Das Problem ist also nicht, ob man sich verschuldet oder nicht, sondern was man tut, und das gilt immer, egal ob Scheidung oder nicht. Auch bei Privatisierungen sollte das Urteil kalibrierter sein. So viel es kostet, es zuzugeben, muss daran erinnert werden, dass über einen Kern von Exzellenzunternehmen hinaus, der in jeder Hinsicht geschützt werden musste, das öffentliche Industrieerbe war mit verfallenen Betrieben überladen und chronisch ratlos. Unternehmen, die vor dem schicksalhaften 31. Dezember 92, dem Eröffnungsdatum des europäischen Binnenmarktes, umstrukturiert, wiederhergestellt oder aufgegeben werden sollten.

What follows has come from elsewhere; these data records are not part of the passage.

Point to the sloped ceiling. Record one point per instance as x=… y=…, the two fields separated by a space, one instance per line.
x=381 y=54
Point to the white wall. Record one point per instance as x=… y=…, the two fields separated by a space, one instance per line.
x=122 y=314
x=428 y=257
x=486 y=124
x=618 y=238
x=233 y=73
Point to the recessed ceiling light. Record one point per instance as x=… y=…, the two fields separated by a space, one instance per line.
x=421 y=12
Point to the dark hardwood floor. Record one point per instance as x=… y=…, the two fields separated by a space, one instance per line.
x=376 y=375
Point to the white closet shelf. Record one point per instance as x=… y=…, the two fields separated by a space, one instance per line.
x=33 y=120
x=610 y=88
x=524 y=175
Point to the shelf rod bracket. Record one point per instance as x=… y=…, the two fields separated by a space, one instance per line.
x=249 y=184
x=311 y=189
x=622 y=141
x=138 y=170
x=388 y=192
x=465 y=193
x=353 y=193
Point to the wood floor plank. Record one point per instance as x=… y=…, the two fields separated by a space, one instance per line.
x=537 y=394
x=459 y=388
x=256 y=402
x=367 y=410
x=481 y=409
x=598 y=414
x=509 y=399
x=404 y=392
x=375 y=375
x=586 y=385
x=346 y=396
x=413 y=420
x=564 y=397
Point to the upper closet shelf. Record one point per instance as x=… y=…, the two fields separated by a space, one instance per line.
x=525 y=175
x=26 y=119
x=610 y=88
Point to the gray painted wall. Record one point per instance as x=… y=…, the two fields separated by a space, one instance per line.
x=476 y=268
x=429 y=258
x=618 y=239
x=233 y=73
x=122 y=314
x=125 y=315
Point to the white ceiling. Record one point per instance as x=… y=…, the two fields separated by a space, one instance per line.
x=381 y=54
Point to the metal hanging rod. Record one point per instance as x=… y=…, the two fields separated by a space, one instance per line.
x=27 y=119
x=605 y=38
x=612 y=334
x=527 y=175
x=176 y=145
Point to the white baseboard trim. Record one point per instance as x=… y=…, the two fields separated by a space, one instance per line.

Wir haben es nicht getan und mussten es folglich später tun, mit Wasser im Hals und einem hohen Preis (man denke nur an die Zwangsliquidation von Efim, die Demontage von Gepi, den Verkauf oder die Schließung der Chemiefabriken von ENI und die Eisen- und Stahlunternehmen von IRI). Natürlich sind Fehler unterlaufen. Am unverzeihlichsten war die Privatisierung der Telekom (völlig anders als die Marktöffnung von Eni und Enel). Aber für all das ist die Politik verantwortlich und nicht die starken Mächte, die in diesem Fall wenig oder gar nichts damit zu tun haben. 

Wenn man sich diesen Zeitraum und die Arbeitsweise von Craxi ansieht, man kann seine politische Größe nicht übersehen und die Fähigkeit zu regieren, die Martelli ihm zu Recht zuschreibt. Allerdings wäre es für das ganze Land richtig, dies jetzt zu tun, auch weil es heute Politiker ähnlichen Kalibers dringend bräuchte.